Was war passiert? Ein Reiterhof unternahm mit einer Gruppe von 9 Reitern/innen einen geführten Ausritt. Auf dem Rückweg, kurz vor dem Hof, musste die Gruppe in der Dämmerung eine Landstraße, mit einer langgezogenen Kurve überqueren. Wegen eines hohen Maisfeldes war diese Kurve lediglich auf 60 Metern einsehbar. Auf Anweisung der Rittführerin schloss die Gruppe dicht auf und versuchte die Straße nach dem Kommando „zu Zweien“ zu überqueren. Die Schlussreiterin ritt ein ihr vertrautes Schulpferd. Sie trug eine Warnweste. Ein Autofahrer fuhr mit ca. 65 km/h frontal in die Schlussreiterin und ihr Pferd hinein. Diese wurde in die Windschutzscheibe geschleudert und schwer verletzt. Die Reiterin hat eine lebenslange Behinderung davongetragen. Das Pferd musste aufgrund seiner schweren Verletzungen eingeschläfert werden. Die Versicherung des Fahrers weigerte sich der Reiterin Schmerzensgeld zu zahlen. Daraufhin klagte die Reiterin.
Das Landgericht Hanau entschied dann im ersten Verfahren, dass die Mitglieder der Reitergruppe den Anweisungen der Rittführerin nicht „blind“ hätten folgen dürfen. Auch sah es die Gruppe nicht als geschlossenen Verband im Sinne der Straßenverkehrsvorschriften an. Da die Gruppe nicht als solcher gekennzeichnet war, hätten sie auch keinen Vorrang gegenüber dem allgemeinen Verkehr gehabt.  Die Schlussreiterin erhielt die volle Schuld zugesprochen.

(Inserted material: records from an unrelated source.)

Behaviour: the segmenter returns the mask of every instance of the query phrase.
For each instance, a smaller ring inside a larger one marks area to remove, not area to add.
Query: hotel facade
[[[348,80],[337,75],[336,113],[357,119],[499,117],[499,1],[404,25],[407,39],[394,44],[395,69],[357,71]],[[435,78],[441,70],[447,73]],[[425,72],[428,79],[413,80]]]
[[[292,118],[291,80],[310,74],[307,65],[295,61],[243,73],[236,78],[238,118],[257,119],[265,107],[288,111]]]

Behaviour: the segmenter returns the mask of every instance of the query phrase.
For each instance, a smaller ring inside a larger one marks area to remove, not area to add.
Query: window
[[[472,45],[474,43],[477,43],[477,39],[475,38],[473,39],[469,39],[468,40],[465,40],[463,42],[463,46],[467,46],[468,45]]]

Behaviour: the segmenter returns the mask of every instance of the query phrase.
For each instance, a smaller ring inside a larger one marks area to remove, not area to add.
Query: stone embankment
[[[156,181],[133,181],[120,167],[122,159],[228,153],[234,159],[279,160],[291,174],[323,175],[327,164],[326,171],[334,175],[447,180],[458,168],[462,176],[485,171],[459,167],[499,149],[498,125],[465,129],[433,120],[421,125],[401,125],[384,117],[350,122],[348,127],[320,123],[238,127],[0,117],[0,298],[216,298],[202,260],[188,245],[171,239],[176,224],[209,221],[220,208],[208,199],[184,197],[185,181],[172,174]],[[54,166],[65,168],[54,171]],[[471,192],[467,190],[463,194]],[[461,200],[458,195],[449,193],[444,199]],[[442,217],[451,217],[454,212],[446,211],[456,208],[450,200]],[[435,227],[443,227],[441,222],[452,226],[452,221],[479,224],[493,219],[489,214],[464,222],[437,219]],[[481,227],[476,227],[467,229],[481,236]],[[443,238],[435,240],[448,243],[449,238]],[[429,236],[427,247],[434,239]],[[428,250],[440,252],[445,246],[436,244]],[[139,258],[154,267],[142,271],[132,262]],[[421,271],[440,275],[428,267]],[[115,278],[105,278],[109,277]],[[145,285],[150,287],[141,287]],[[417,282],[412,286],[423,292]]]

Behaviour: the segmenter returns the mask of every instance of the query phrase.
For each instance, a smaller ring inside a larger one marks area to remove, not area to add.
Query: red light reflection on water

Nun erging ein Urteil im Berufungsverfahren, das ebensowenig nachvollziehbar ist.
Das Oberlandesgericht Frankfurt sprach der Reiterin nun zwar nur eine Teilschuld von 25 Prozent zu und erkannte die Reitergruppe auch als Verband an, erklärte aber andererseits, dass die Reiterin nicht davon ausgehen durfte gesehen zu werden und sie hätte warten müssen bis der Verkehr vorbeigefahren war. Der Anweisung der Rittführerin hätte sie insoweit nicht folgen dürfen.
Der PKW Fahrer hätte allerdings ebenfalls aufmerksamer und auf Sicht fahren müssen. Er sei unter den gegebenen Umständen zu schnell gefahren.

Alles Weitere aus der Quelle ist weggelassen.